Palm prepares to say goodbye to epynomous OS

Whether it was triggered by anticipation of Palm’s new OS or the upcoming demise of the old one, Palm’s handest sales took a nose-dive in the last quarter. The company sold 482,000 smartphones in the three months ending Feb. 27, almost half of the number sold last year, while device revenues dropped 72%. Though not exactly the kind of numbers any company wants to see, they were largely expected as Palm prepares to sunset the Palm OS, replacing it with its new Linux-based operating system sometime this year.

“We’re proceeding through a challenging transitional period, however our current results shouldn’t overshadow the tremendous progress we’ve made against our strategic goals,” Palm CEO Ed Colligan said in a statement. ”We’re poised to usher in a new era at Palm.”

With the new Pre, Palm is tapping into recent trends in wireless that emphasize Linux-based operating systems with a high-degree of Web-based functionality. It’s old Palm OS was originally designed as PDA operating system, which carried over to the smartphone when the Treo was born. Palm isn’t taking a complete departure from its roots.

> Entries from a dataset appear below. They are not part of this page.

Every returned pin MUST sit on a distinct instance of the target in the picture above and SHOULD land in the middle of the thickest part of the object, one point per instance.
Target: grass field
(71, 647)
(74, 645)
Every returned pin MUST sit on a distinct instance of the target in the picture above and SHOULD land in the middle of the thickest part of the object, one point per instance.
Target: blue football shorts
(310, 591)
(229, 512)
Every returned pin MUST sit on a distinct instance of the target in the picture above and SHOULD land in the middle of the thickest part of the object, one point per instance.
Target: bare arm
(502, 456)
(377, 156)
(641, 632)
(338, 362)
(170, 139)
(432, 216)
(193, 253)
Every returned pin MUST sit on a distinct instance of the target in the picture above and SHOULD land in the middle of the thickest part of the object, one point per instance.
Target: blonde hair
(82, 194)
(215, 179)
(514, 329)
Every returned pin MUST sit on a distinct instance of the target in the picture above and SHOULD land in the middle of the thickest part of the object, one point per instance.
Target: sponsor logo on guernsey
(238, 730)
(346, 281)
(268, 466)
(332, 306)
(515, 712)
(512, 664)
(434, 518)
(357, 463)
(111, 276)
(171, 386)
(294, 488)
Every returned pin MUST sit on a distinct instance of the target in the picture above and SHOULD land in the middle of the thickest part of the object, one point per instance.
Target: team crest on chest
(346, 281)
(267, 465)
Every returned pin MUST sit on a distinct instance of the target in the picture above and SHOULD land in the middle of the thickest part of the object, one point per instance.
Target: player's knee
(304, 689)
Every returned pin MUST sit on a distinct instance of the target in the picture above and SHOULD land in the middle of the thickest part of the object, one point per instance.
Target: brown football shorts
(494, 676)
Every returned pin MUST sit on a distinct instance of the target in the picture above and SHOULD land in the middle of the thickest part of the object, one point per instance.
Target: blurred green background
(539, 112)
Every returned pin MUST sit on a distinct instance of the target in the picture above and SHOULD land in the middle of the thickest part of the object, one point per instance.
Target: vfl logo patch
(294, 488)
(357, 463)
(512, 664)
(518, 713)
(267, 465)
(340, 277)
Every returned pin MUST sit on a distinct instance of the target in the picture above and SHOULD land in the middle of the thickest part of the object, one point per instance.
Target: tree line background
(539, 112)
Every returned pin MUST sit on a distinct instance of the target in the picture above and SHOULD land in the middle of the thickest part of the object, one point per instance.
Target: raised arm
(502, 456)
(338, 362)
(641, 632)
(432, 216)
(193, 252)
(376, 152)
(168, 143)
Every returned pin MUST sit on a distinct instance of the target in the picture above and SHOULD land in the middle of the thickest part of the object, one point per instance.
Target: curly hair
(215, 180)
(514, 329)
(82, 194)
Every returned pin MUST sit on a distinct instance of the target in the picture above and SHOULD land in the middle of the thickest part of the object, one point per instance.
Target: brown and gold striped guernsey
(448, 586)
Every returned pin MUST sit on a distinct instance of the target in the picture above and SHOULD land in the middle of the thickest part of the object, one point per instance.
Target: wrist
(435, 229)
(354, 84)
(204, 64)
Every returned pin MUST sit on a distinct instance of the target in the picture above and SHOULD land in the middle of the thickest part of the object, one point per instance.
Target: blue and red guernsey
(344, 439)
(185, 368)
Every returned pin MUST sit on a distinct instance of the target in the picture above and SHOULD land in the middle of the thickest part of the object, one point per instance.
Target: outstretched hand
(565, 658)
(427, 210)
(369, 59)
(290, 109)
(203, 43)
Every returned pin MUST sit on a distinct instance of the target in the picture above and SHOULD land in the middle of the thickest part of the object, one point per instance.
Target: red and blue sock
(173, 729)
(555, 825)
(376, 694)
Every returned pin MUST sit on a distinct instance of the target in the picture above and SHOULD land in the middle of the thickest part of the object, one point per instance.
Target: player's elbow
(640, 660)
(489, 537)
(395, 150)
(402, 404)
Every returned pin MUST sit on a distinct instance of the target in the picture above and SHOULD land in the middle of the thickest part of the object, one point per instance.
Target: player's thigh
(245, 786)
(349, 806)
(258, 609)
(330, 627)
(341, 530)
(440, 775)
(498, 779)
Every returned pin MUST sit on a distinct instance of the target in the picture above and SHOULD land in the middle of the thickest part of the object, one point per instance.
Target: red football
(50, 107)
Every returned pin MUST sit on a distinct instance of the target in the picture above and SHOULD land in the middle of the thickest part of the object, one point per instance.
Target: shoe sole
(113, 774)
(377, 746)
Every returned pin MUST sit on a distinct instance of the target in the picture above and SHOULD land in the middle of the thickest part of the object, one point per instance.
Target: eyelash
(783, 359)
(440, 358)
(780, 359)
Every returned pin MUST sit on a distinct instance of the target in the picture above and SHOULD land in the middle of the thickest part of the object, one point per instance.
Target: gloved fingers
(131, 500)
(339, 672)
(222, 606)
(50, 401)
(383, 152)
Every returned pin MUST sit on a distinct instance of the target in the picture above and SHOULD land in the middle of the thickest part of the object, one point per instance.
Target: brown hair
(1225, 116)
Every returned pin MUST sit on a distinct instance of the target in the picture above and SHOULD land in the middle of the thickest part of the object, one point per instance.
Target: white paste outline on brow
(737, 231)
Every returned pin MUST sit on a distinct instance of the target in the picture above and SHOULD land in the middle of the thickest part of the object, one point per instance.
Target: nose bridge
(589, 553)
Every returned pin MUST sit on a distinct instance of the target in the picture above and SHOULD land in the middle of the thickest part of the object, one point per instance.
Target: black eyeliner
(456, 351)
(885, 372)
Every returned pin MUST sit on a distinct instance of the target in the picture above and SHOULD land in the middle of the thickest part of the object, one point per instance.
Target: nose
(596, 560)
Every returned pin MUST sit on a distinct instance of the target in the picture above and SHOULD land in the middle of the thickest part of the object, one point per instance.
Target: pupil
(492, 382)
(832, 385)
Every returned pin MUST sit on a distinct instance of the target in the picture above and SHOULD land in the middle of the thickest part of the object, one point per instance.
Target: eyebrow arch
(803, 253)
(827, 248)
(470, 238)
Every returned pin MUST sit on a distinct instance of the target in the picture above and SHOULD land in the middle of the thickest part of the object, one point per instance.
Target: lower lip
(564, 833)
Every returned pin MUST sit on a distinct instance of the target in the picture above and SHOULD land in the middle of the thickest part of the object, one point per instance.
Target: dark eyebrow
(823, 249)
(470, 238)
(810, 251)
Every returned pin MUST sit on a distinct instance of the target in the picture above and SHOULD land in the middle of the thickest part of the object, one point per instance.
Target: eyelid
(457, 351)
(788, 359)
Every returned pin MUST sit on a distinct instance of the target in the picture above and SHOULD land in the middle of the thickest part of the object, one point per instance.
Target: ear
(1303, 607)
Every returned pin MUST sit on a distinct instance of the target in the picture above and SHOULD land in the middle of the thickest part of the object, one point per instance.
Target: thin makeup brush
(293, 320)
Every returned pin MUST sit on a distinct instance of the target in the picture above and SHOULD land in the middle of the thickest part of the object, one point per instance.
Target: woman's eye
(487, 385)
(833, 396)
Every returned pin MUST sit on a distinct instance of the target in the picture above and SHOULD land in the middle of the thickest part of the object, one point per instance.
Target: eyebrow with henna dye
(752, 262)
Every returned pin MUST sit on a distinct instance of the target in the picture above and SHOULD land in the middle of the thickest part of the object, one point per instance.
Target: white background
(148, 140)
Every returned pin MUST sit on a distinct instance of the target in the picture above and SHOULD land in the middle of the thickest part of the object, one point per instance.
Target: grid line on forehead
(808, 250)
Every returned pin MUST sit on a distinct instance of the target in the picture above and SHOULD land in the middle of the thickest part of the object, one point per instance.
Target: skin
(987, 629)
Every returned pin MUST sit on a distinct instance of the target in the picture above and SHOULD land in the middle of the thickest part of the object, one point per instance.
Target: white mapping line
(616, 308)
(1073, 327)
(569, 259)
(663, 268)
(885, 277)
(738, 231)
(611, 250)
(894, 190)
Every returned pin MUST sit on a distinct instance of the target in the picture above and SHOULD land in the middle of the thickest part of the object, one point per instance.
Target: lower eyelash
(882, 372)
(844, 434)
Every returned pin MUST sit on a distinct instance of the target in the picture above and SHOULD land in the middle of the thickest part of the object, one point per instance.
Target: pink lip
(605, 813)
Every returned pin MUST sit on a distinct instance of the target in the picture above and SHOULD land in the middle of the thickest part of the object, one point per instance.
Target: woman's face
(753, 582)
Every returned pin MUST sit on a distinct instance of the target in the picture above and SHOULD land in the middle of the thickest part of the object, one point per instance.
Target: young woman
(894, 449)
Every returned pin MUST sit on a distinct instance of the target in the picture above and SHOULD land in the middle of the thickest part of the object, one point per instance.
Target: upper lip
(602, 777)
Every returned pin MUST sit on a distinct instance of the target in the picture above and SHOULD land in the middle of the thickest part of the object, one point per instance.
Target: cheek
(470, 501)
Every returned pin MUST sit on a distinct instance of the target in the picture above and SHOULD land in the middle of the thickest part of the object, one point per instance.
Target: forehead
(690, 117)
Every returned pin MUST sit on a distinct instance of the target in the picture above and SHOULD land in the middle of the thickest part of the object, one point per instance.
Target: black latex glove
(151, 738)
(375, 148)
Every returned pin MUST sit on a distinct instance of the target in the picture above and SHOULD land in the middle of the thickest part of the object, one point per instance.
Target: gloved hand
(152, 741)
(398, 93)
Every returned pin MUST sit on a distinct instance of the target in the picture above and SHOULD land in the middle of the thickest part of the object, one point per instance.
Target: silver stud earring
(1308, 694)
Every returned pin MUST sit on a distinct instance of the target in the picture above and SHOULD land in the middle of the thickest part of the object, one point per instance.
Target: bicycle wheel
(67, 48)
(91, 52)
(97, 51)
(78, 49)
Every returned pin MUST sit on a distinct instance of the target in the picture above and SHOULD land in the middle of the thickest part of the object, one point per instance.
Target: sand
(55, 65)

It’s still leveraging its expertise in personal information management and synchronization–it’s just adding a Web-based spin. For instance, instead of merely synching with enterprise apps on the PC and office network, the Pre will aggregate e-mail and calendar entries from Web-based and enterprise-based sources.

Palm, however, is in a race against time. Gartner estimated 15.6 million smartphones were shipped in the 4th quarter, making Palm’s market share miniscule. Palm continues to sell Microsoft Windows Mobile-based smartphones, but it will have trouble selling Palm smartphones based on an OS consumers know is obsolete. It needs to get the Pre out soon.